If you will be sharing your evaluation plan with people who aren’t deeply familiar with the project, introduce the project and the reason for the evaluation. After reading these sections, your readers should have a general sense of what is being evaluated and why.
- Executive summary. An abstract of the entire report. This may be the only section that some of your stakeholders read, so capture the “gist” of the evaluation clearly and succinctly. You can also write different summaries for different stakeholders.
- Project (or program, initiative, etc.) description. Include a high-level overview, then go into detail about the elements or activities that make it up. Include any history or context that might be helpful.

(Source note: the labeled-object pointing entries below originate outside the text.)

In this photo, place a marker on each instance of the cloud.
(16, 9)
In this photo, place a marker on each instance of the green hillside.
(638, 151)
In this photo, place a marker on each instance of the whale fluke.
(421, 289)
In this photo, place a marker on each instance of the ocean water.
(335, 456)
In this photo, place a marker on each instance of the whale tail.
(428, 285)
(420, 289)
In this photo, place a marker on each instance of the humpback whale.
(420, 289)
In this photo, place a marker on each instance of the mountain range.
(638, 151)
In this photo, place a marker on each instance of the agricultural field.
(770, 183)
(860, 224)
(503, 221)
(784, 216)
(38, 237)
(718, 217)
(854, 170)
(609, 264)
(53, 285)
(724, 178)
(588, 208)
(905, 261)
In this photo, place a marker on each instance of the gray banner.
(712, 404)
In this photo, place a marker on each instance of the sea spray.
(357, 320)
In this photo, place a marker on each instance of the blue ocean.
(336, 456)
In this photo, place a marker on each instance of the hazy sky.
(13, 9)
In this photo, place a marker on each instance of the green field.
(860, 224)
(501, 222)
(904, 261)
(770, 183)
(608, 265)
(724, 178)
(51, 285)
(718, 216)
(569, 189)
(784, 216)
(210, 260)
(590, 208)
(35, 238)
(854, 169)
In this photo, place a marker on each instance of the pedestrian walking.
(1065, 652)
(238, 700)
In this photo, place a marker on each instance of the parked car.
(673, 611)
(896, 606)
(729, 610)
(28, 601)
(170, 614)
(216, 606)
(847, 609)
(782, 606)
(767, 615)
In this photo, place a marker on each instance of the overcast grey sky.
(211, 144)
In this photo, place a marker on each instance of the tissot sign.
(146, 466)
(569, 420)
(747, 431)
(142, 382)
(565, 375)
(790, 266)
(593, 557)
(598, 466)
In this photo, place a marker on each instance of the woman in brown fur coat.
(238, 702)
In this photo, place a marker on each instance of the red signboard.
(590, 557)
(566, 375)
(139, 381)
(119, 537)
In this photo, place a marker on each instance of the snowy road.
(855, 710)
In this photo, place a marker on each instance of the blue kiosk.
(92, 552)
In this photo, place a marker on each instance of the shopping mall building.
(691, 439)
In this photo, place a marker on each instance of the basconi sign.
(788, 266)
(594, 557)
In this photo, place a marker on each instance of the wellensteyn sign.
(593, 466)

- Purpose of the evaluation. Describe the general reason you are conducting an evaluation and what you hope to get out of it. A detailed examination of your evaluation questions comes later, so don’t get too granular here.
- Key stakeholders. Introduce your readers to the key people involved with or affected by your project. You can also introduce key project staff here.
Program Outcomes
These sections explain in greater detail what your program does, and how and why you expect it to achieve what you want.

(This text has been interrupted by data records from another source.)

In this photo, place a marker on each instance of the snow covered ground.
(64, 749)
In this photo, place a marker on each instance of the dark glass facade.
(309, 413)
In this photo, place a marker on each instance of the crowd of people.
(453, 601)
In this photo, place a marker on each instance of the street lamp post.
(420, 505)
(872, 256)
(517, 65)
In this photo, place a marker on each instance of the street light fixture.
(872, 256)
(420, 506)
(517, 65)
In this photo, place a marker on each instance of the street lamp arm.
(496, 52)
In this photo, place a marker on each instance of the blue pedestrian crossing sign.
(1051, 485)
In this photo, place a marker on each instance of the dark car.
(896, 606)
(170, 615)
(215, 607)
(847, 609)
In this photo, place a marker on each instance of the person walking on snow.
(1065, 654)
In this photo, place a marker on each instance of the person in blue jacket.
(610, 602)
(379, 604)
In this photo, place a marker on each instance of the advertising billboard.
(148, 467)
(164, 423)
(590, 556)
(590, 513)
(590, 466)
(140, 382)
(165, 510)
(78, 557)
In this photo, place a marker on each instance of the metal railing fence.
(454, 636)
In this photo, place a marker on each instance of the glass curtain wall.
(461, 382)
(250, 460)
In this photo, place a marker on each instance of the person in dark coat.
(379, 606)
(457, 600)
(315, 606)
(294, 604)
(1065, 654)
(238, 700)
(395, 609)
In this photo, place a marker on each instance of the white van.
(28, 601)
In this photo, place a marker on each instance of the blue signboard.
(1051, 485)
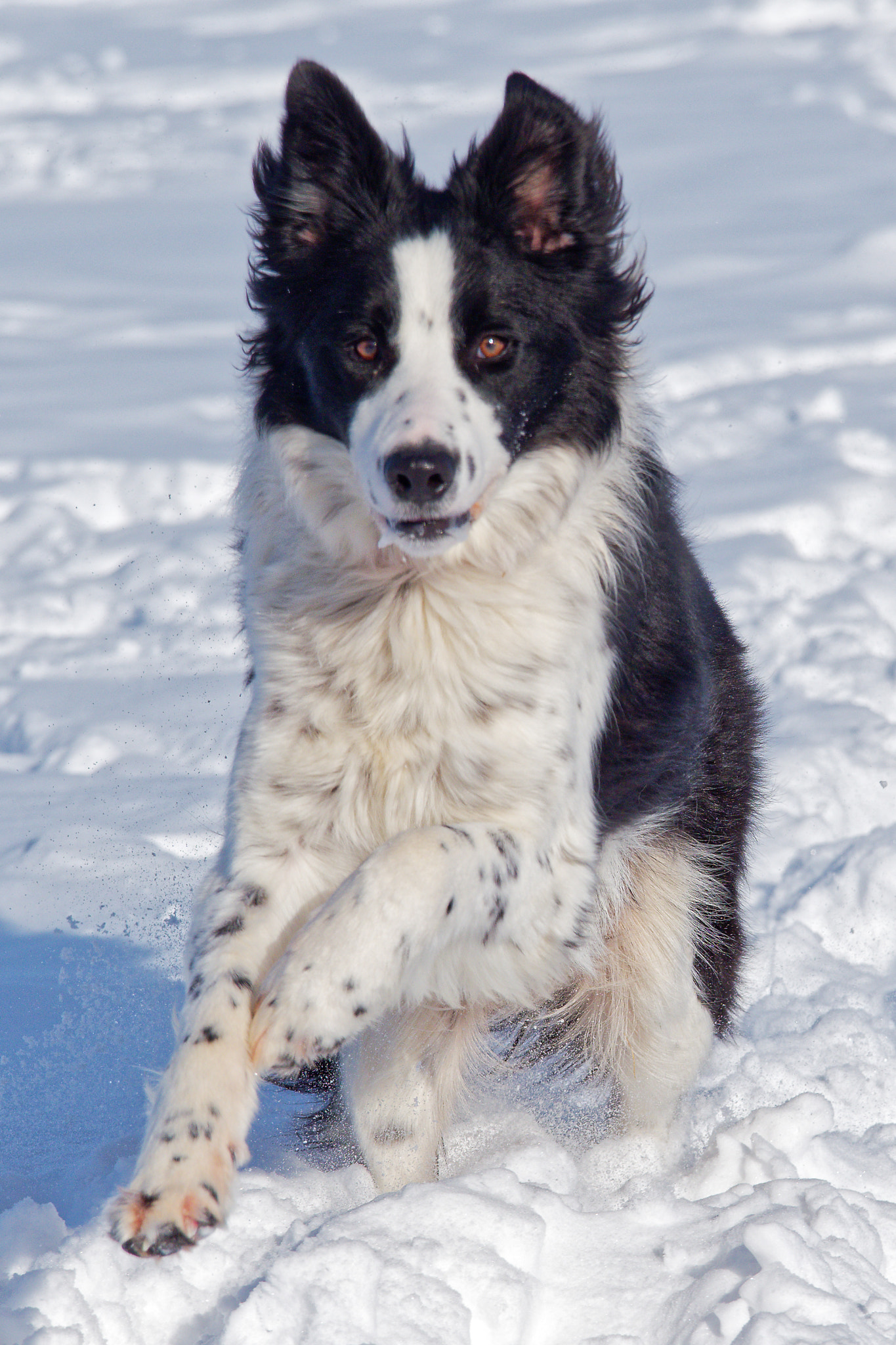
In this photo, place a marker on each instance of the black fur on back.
(684, 725)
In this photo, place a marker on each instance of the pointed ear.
(332, 174)
(544, 171)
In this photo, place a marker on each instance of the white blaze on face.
(426, 400)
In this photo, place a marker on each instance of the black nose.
(421, 474)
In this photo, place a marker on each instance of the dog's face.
(437, 335)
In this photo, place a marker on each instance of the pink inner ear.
(538, 211)
(309, 204)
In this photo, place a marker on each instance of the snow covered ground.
(758, 144)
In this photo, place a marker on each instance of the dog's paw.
(179, 1193)
(160, 1223)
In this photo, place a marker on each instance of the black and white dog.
(500, 757)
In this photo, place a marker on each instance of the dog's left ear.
(544, 171)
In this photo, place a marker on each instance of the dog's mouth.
(425, 536)
(427, 529)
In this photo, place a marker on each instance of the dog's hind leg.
(639, 1016)
(402, 1079)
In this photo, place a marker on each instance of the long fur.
(500, 758)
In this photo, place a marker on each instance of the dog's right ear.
(332, 174)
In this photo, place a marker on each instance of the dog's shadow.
(511, 1106)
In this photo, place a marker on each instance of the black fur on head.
(535, 218)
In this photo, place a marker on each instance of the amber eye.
(367, 349)
(490, 347)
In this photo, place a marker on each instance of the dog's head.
(438, 337)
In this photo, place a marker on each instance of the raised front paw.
(181, 1189)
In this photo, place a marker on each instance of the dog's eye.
(490, 347)
(367, 349)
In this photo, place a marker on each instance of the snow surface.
(758, 143)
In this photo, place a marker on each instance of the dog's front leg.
(206, 1099)
(452, 914)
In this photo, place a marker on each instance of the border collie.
(500, 761)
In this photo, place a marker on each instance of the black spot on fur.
(391, 1134)
(496, 915)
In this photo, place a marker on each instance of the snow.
(757, 142)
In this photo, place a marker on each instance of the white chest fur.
(391, 695)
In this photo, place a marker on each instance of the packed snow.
(758, 146)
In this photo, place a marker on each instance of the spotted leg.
(449, 914)
(205, 1103)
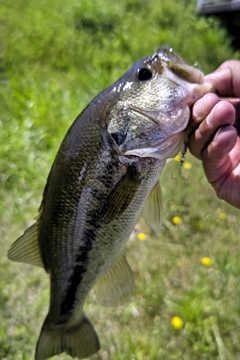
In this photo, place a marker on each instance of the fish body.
(104, 176)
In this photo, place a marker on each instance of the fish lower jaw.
(197, 91)
(166, 149)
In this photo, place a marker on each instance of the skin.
(213, 133)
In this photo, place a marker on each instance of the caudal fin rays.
(79, 341)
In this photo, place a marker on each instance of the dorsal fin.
(153, 208)
(26, 248)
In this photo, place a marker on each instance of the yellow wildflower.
(177, 323)
(142, 236)
(187, 165)
(177, 220)
(223, 216)
(206, 261)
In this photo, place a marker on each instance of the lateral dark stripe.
(81, 261)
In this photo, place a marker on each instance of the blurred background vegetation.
(55, 56)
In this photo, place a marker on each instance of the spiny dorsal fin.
(116, 286)
(153, 208)
(119, 198)
(26, 249)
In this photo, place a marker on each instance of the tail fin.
(79, 341)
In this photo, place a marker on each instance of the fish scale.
(104, 177)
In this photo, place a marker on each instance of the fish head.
(153, 106)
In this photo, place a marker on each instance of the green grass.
(55, 57)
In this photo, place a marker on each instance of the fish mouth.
(163, 150)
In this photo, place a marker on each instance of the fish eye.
(144, 74)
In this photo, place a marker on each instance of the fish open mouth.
(163, 150)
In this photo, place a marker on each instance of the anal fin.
(26, 248)
(116, 286)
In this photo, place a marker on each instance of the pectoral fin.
(153, 208)
(116, 286)
(26, 249)
(119, 198)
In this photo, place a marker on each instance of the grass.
(54, 59)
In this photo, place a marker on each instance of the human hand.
(213, 133)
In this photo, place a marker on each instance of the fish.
(104, 177)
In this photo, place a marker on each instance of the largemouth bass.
(104, 177)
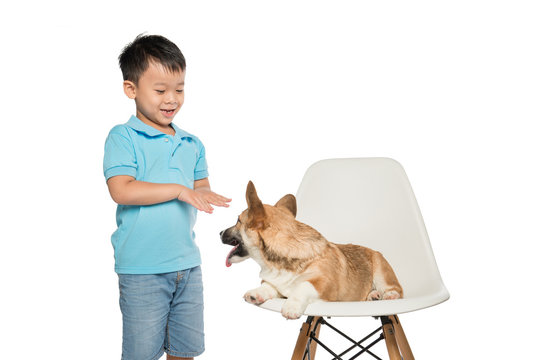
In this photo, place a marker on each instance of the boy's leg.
(145, 304)
(185, 329)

- Program goals. Introduce the impacts and outcomes you hope your project will have.
- Theory of change or logic model. This section explains “how and why the program will work”1 in both narrative and graphic formats. (For more about developing logic models and theories of change, see the Designing Connected Learning Services module.)
- Activities. Include a list of all the activities that will take place as part of the project being evaluated. You may break them into categories — e.g., activities that staff will complete, activities the partner will complete, and activities the program participants will complete.
About the Evaluation
Explain exactly what you are evaluating, why, and how.

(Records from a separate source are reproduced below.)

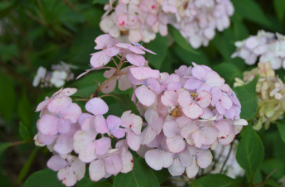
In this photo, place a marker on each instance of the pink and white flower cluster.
(140, 20)
(264, 47)
(187, 113)
(57, 77)
(64, 129)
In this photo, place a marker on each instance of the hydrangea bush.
(186, 114)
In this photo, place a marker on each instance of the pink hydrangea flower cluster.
(264, 47)
(140, 20)
(187, 113)
(60, 74)
(63, 128)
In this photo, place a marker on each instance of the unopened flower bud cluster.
(270, 91)
(57, 77)
(140, 20)
(187, 114)
(264, 47)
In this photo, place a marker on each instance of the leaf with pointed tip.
(140, 176)
(215, 180)
(250, 151)
(43, 178)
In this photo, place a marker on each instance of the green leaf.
(248, 99)
(24, 132)
(224, 43)
(4, 146)
(102, 2)
(188, 57)
(25, 169)
(228, 71)
(252, 11)
(5, 181)
(125, 103)
(279, 6)
(86, 182)
(215, 180)
(140, 176)
(272, 183)
(25, 110)
(8, 9)
(43, 178)
(268, 166)
(281, 129)
(240, 31)
(159, 46)
(250, 151)
(8, 51)
(7, 97)
(180, 40)
(83, 45)
(162, 175)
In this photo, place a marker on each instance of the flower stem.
(99, 88)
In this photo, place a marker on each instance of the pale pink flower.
(62, 114)
(159, 157)
(202, 158)
(70, 170)
(153, 128)
(105, 166)
(201, 133)
(203, 79)
(133, 125)
(194, 108)
(123, 81)
(180, 162)
(107, 44)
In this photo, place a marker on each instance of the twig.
(227, 158)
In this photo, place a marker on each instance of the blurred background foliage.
(37, 33)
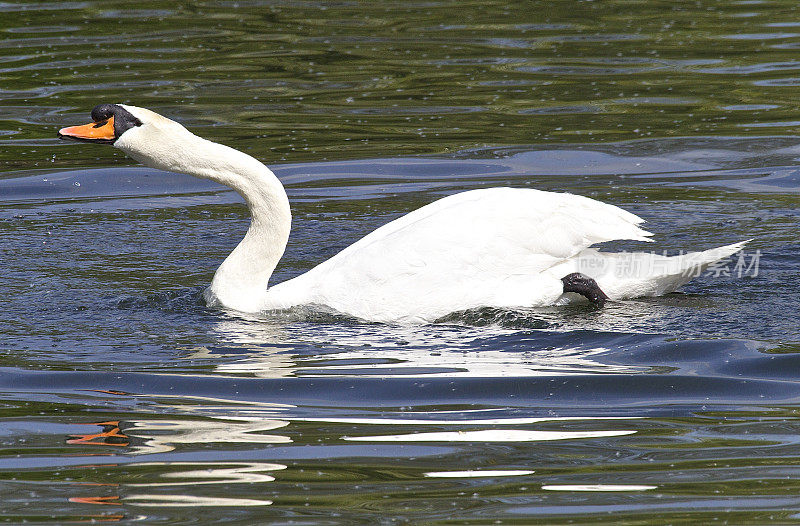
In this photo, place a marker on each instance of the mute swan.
(497, 247)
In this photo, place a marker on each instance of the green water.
(124, 398)
(314, 80)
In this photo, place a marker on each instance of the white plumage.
(498, 247)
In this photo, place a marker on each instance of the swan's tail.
(636, 274)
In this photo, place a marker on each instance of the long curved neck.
(241, 281)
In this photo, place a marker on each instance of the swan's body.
(498, 247)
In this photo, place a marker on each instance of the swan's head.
(144, 135)
(110, 123)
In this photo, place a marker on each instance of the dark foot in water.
(585, 286)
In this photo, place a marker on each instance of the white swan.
(498, 247)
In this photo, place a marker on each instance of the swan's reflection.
(274, 349)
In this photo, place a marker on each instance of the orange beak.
(102, 132)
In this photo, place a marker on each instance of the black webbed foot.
(585, 286)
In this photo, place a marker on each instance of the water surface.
(124, 398)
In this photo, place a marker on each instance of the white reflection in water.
(597, 487)
(173, 501)
(359, 350)
(478, 473)
(163, 435)
(490, 435)
(212, 473)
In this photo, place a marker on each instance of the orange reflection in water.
(111, 435)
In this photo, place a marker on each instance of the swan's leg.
(585, 286)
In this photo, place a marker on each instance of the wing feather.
(461, 251)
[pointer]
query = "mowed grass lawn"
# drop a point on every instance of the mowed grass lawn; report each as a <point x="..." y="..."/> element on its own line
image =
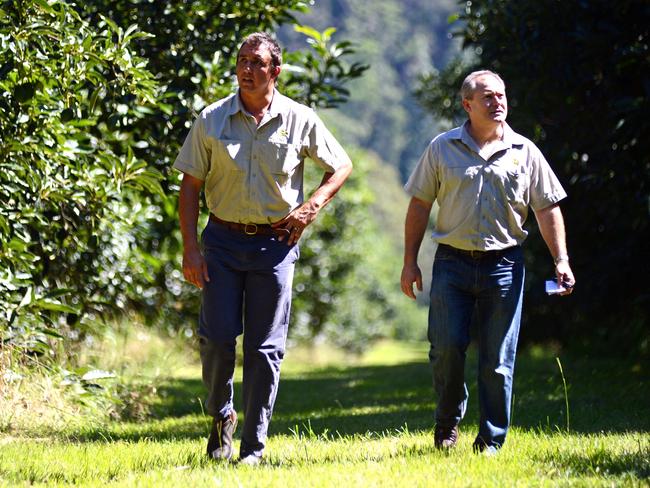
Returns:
<point x="367" y="422"/>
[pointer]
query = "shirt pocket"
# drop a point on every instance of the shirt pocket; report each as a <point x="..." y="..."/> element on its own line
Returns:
<point x="281" y="158"/>
<point x="229" y="155"/>
<point x="514" y="183"/>
<point x="280" y="161"/>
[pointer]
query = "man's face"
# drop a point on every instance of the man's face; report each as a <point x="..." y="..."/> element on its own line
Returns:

- Elements to be evaluated. Broadly define the scope of the evaluation—what will be evaluated and what will not be. You may wish to break a large list of activities into sections—front-end, formative, and summative. It is important to make sure your most important stakeholders are completely on board with this part of the plan—especially the things you will leave out—so that there is no confusion or disappointment later.
- Evaluation questions. Lay out the precise evaluation questions you developed earlier in this module. They should flow naturally from what you discussed in the previous section of the evaluation plan.
- Indicators. Describe the indicators you will be looking at, and explain how they relate to your outcomes.
Data sources for evaluation. Finally, describe the data sources you will draw from and how they relate to your indicators.
Methodology
This is the “nitty gritty” section that lays out the details of how you will collect your data.
- Data collection strategy. Describe how your data will be collected, by whom, and from whom. If there was any uncertainty or dispute about data collection in your planning process, explain why you made the choices you did. Will you be conducting formative assessments throughout the course of the project? Include that information here.
- Evaluation tools to use. Describe any instruments or resources you will use for data collection. If you have created custom instruments (interview protocols, etc.), you can describe them here, and include them as appendices to the evaluation plan.
- Reporting strategy. How will you communicate the results to your stakeholders? Will you use different strategies for different audiences? What elements will be included for each group? For instance, youth participants probably don’t care whether your partnership project was within budget, but they might like to know how many of their peers participated. This information could be disseminated through a display in your library, a newsletter, or on the library’s social media accounts.
References
1: "Nothing as Practical as Good Theory: Exploring Theory-Based Evaluation for Comprehensive Community Initiatives for Children and Families," pp. 65-92, by C. H. Weiss. In New Approaches to Evaluating Community Initiatives: Concepts, Methods, and Contexts.